The report also highlighted that CPS Direct lawyers often outperformed lawyers who worked in CPS Areas, which took full control of bail cases back in 2016, and performs a plethora of tasks. Comparatively, CPS Direct only provides charging decisions.

When the report measured timeliness, it was found that only 56.1% of charging decisions, custody and bail, were found to be timely. This is a dramatic fall from the percentage recorded in the 2015 inspection, which stood at 87%. Meanwhile, even fewer charging decisions were timely in Area-charged cases, which were timely only 47.8% of the time. This again shows a stark decline from 2015, which found charging decisions to be timely in 63.9% of non-custody Area-charged cases.

Commenting on these disappointing figures, James Mulholland QC, chair of the Criminal Bar Association, argued that “inadequate funding” of the CPS by the government was the root cause of these failures. He said: “These sorts of egregious delays and failures in quality standards are a poor reflection on our criminal justice system and, sadly, indicative of a decade of cuts which has taken about a billion pounds from the CPS budget”.

Police case files missing key evidence

Additional concerns were raised around the quality of the case files provided by the police, who had failed to include key evidence.

Shockingly, it was found that only 43.6% of the police file submissions complied with the National File Standard (NFS). Moreover, the failures predominantly related to missing key statements (19%) and missing exhibits (17%),  which mostly consisted of CCTV or body worn video footage.

The report found that file submissions were particularly poor in cases which resulted in no further action (NFA). Here, only 34.4% of submissions were NFS compliant. It was also found that sensitive case submissions were more compliant (48.3%) than non-sensitive cases (39.9%).

According to a report by The Telegraph, the CPS noted that these poor quality case files have a significant knock-on effect, causing “delays in making decisions and a waste of valuable time”.
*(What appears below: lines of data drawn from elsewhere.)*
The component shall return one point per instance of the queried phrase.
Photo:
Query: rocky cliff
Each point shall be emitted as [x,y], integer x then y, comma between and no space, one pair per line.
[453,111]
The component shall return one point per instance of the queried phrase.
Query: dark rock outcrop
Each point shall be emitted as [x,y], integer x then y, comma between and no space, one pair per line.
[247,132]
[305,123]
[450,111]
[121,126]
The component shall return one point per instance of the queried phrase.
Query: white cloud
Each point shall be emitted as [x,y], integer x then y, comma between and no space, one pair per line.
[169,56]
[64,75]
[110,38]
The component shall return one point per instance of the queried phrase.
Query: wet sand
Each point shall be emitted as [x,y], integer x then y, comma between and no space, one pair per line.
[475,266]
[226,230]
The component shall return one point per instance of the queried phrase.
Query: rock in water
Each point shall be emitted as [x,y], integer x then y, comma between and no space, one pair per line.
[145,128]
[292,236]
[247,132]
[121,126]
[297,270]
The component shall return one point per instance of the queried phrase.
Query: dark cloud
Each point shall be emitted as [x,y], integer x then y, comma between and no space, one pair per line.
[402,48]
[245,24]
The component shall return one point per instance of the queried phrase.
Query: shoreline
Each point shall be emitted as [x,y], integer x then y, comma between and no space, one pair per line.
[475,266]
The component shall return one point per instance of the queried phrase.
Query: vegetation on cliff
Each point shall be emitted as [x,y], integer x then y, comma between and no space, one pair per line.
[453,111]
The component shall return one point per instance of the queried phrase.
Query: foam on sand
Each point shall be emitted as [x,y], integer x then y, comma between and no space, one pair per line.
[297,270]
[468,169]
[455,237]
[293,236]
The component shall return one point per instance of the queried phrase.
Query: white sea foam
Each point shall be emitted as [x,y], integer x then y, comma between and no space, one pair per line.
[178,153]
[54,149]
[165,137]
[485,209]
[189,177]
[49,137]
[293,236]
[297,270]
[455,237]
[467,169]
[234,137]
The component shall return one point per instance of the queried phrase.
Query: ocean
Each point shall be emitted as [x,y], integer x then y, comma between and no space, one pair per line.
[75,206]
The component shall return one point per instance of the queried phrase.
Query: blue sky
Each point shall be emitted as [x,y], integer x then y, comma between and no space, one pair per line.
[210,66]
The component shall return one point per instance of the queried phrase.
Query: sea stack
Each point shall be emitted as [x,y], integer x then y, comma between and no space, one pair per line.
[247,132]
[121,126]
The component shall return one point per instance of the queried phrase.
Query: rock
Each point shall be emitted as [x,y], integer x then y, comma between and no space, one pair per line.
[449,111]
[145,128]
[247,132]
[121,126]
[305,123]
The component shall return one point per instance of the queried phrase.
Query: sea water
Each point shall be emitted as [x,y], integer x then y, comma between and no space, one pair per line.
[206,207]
Reflecting on these figures, a National Police Chiefs’ Council spokesperson, said: “Police forces are working hard to ensure that the relevant material is transferred to the CPS to enable them to make timely and appropriate decisions”. They added: “A number of forces have made substantial progress in this area, but we recognise that there is more to do to ensure swift and effective justice for victims and witnesses”.

Recommendations for CPS

Reviewing the CPS’s performance overall, although some improvements were noted, HM Chief Inspector Kevin McGint, said there were many areas that needed to see change: “There has been a marked improvement in getting the charge right at the outset, which is important, but there is significant room for improvement in respect of the quality of prosecutors’ legal analysis and the timeliness of their decision making,” he said.

Subsequently, HMCPSI made a number of recommendations for the CPS to take on. These recommendations included the development of a nationally agreed standard of what a “good” Manual of Guidance Form 3 looks like, for improved consistency and overall quality.
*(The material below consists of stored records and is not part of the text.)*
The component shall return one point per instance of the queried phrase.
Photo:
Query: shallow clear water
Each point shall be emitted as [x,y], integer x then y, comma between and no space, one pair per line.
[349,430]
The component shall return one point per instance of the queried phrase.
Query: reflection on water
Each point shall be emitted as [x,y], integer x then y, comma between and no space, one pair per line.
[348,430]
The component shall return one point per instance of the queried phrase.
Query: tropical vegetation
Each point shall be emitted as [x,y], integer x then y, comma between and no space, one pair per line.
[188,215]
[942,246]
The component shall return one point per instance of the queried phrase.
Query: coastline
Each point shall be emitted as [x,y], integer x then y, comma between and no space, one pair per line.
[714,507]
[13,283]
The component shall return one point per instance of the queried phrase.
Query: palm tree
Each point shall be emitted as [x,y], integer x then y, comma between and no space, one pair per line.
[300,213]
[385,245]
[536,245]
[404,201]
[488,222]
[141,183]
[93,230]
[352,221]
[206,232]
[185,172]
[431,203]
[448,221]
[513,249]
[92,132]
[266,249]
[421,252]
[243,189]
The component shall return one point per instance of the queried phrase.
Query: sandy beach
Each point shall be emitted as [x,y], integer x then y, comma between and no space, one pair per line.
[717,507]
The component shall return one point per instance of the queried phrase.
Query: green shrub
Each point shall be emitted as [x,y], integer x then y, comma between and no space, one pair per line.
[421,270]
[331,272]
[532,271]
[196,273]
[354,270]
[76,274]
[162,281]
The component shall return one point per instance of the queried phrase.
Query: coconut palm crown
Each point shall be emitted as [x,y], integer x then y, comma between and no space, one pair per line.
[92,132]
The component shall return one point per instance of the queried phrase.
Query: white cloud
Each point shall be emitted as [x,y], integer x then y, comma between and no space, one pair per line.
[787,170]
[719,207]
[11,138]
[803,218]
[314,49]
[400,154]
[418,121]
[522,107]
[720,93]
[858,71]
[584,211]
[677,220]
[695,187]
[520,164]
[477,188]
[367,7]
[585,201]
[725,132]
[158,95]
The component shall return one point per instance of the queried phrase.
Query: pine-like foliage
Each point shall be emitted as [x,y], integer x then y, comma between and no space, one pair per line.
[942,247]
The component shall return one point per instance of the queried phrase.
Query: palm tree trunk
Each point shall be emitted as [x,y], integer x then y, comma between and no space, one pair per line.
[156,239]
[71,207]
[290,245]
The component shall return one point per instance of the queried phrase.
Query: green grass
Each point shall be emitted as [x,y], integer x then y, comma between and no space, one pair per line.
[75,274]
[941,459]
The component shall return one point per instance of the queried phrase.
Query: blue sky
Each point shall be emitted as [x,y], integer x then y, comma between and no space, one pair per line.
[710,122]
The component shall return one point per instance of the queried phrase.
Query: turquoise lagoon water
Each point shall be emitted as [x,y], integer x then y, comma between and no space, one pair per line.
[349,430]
In response to the poor quality of analysis and case strategy, the report also recommended that mandatory classroom training should be created and delivered for all Area prosecutors delivering volume charging. Specifically HMCPSI suggested a strong focus on proactive case analysis, and trial strategy.

The report also recommended that a more “regular and robust” Area quality assurance regime should be devised. This it says, should be done in order to ensure that both the legal quality of charging decisions, and the value added by the CPS improves.

Lastly, HMCPSI stressed the importance of the CPS reviewing the policies that are commonly applied at the pre-charge stage.

Responding to these recommendations, a CPS spokesperson said: ‘We are encouraged the HMCPSI found we are charging our cases correctly in 97% of cases but know there still remains room for improvement. We have accepted all the report’s recommendations including reviewing our internal quality assurance and policy guidance material to streamline information and make sure it is clear and concise; putting mandatory training in place and working on sharing best case work practice”.